Leave before the end before it gets too out of hand
How lovely it would be to be able to go to work the day after the Christmas party or other social get together and go into the office knowing you did nothing wrong. If you are worried about being the topic of everyone’s post-party conversations when you return to your part time job, you could make sure you leave the party early so that that doesn’t happen.
There are lots of valid reasons you could give for leaving early. Maybe your partner needs to pick you up early because they need to go to work early the following day. Perhaps you have to be back to babysit. And if you really can’t come up with a good reason to make your exit before the real drinking begins, you could always get a friend to call you with ‘an emergency.’ You then need to leave to go and help your friend out.
The work’s do is not all doom & gloom!
Yes, you would be forgiven for thinking the office Christmas party and other social gatherings to do with part time jobs are events to avoid like the plague. Of course that is not the case. Everything above is just a list of the possible pitfalls and how you can best avoid them. And if everything goes well:
- Behave in the appropriate way and the office party can be a great place to let your hair down and also get to know your work colleagues and bosses better. You are in a more relaxed environment, away from the workplace and your workmates and superiors are likely to be feeling more relaxed, too. You will probably see a whole new side to some people and even maybe discover some people you thought were a bit quiet and boring have a completely different personality outside of work. These events are a great way to get to know more about other people’s interests apart from what they just do at work all day.
- Social gatherings give you the opportunity to network. If your are working part time, you might not see other colleagues if they work different shifts to you. Network with them as well as superiors. If you are using your part time job as a stepping stone to further your career, the Christmas do or quarterly social get together could be the perfect time to make management aware of this.
- Depending on where your part time job is and how kind your boss is, some companies pay for the staff Christmas party and other social events.

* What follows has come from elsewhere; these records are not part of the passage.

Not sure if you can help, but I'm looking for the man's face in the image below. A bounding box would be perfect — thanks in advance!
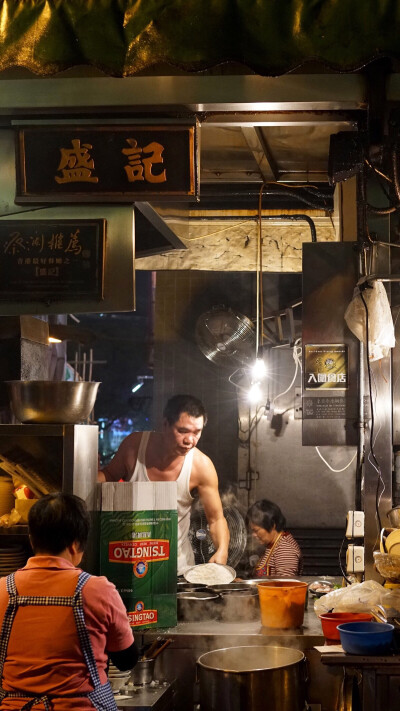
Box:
[163,412,204,455]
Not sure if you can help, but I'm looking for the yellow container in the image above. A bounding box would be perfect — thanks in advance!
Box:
[257,581,308,629]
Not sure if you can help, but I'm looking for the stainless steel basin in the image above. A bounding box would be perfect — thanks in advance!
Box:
[6,380,100,424]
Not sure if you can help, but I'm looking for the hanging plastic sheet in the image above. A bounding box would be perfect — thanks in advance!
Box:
[344,281,395,362]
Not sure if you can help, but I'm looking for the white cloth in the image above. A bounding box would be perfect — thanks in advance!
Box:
[129,432,195,575]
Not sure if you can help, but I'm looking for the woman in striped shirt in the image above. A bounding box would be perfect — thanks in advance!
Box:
[247,499,303,578]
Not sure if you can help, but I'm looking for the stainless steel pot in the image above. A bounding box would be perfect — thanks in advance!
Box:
[197,645,307,711]
[213,588,260,622]
[177,590,220,621]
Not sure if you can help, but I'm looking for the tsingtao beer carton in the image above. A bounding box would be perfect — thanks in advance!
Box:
[100,481,177,630]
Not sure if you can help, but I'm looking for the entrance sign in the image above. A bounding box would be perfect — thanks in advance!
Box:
[0,219,105,302]
[15,125,197,203]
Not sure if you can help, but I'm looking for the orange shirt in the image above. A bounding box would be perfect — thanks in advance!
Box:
[0,556,134,711]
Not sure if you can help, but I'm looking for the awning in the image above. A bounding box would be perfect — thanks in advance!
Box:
[0,0,398,77]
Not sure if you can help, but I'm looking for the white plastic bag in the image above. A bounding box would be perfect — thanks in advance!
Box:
[314,580,400,619]
[344,281,395,361]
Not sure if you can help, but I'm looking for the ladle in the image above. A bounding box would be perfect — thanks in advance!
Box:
[369,604,387,623]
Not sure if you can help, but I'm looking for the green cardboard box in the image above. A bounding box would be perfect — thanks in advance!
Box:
[100,481,177,630]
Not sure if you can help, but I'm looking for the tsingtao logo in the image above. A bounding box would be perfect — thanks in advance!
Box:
[134,560,148,578]
[128,602,158,627]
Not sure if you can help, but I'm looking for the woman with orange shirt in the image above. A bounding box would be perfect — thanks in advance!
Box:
[0,493,138,711]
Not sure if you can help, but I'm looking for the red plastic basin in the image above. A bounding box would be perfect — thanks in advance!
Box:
[319,612,373,641]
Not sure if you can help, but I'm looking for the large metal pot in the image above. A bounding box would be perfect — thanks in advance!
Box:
[197,645,307,711]
[6,380,100,424]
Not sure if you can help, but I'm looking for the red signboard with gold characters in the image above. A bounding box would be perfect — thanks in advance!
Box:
[15,125,198,203]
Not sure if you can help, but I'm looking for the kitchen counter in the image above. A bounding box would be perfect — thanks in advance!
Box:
[135,586,338,711]
[138,575,339,650]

This is the time to make the most of company generosity. Free food and drink all night – that’s got to be worth a little bit of your time. Some companies even allow partners to these events and pay for a stopover in a hotel. If that’s the case, this your ideal opportunity to enjoy a night away with your partner.
In conclusion, follow our tips, play your cards right at the work’s do and, not only do you get to listen to the gossip about what other people have done the night before, you could well have gained yourself a promotion within your part time job.